In 1811 he was called to Miles Lane Chapel, a well-known Nonconformist congregation in London. The group was small and the salary meagre, but Fletcher's preaching soon drew a congregation that overflowed the little chapel. A large chapel was built in the street known as London Wall. This Albion Chapel, as it was called, soon became crowded. In was built in 1816, but in less than ten years it was found quite inadequate, and a large church was built in Finsbury Circus. In London Alexander Fletcher quickly gained fame as a preacher of extraordinary appeal. He had trained himself to express weighty truths in simple, clear language, which even the uneducated could understand without effort. He was one of the most successful children's preachers of his generation. His special sermons for children became extremely popular, and often drew a many as 3,000.

During the second quarter of the nineteenth century, Finsbury Chapel was called the Nonconformist Cathedral of London. To a large proportion of the children of London it was known as Fletcher's Chapel, and they looked upon him as the children's pastor.

The interior of the chapel was unusual, for it was in the form of an elongated octagon, with radiating aisles, a sloping floor and two galleries running around the building. Dr. Fletcher anticipated the old-fashioned American "theatre-plan" church by more than 40 years. Writers of that period describe the Sunday mornings in Finsbury Circus in picturesque language: whole regiments of children converging from every direction, some of them in charge of Sunday-school teachers, and even entire Sunday-schools headed by their superintendents. As the hour of 11 approaches the circular area is packed with children, and all are trying to crowd into the short street just off the Circus, where stands Finsbury Chapel. Inside the large church every seat on the main floor is filled, and the two horseshoe galleries are filled. Dr. Fletcher comes in. He is a tall, stout man, with grey hair and beard, and his accent betrays his North Country origin.
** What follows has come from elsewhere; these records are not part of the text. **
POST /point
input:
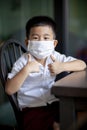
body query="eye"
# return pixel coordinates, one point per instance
(46, 38)
(35, 38)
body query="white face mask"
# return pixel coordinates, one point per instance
(41, 49)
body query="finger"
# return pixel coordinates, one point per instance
(53, 58)
(29, 57)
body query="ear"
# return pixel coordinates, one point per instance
(26, 41)
(55, 43)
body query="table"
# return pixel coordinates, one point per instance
(72, 93)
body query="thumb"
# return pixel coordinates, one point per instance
(29, 57)
(53, 58)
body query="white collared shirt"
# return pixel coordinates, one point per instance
(35, 91)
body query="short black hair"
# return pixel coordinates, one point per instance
(40, 21)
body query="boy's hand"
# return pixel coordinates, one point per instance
(56, 67)
(32, 65)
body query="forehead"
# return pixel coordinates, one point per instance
(41, 30)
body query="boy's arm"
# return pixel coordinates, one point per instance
(58, 67)
(14, 84)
Even in his early days in the little Miles Lane Chapel, Dr. Fletcher had declared that children cannot be drawn to a church or chapel if the sermons are expressed in weighty, theological language. He studied the art of expressing evangelical truth in the simplest of language. He visited the playgrounds of the children, made friends with them, and studied their expressions and their mental processes. With a few children gathered around him in a side street or on a playground, he would tell them Bible stories, striving to use words and illustrations that they could grasp without difficulty. In this way he learned to preach the celebrated sermons that drew children by the thousands from all over the Greater London area.